Васильчиков понес пакет наверх. Екатерина все еще беседовала с Козицким.
— Осмелюсь доложить вашему величеству, — отрапортовал поручик. — Курьер из Москвы… Срочная депеша!
Императрица распечатала пакет, стала читать. На лице ее вспыхивали багровые пятна.
— Unerhort![11]
— пробормотала она.В минуты сильного волнения Екатерина часто говорила по-немецки.

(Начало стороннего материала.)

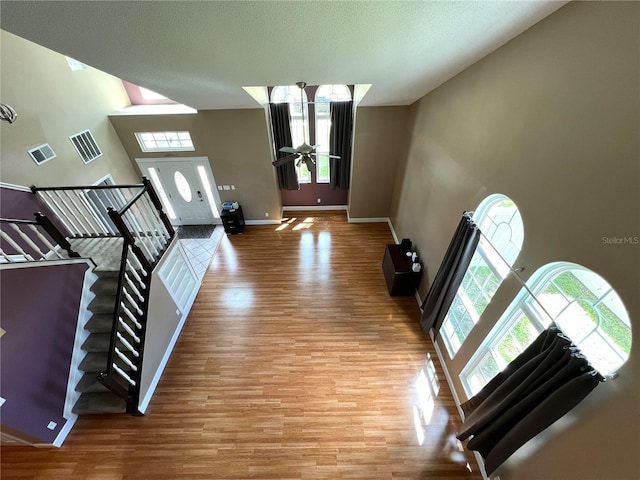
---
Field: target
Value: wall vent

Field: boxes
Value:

— Вот сюрприз! — обратилась она к Козицкому, задыхаясь от ярости. — Генерал-поручик Еропкин доносит… Моровое поветрие усиливается. Жители мрут сотнями, в городе беспорядок, разбои… Главнокомандующий, граф Салтыков, удрал к себе в Марфино. А за ним следом поспешили губернатор Бахметьев с Юшковым, обер-полицмейстером. Слыханное ли дело: в такой час Москву без начальства оставить!.. Ах, старый колпак! Развалина, трус! А я-то надеялась: прославленный полководец, герой кунерсдорфский!
— Прискорбное малодушие! — поддакнул статс-секретарь.
— Малодушие?.. Нет, сударь, хуже! Преступление! Нарушение воинского долга…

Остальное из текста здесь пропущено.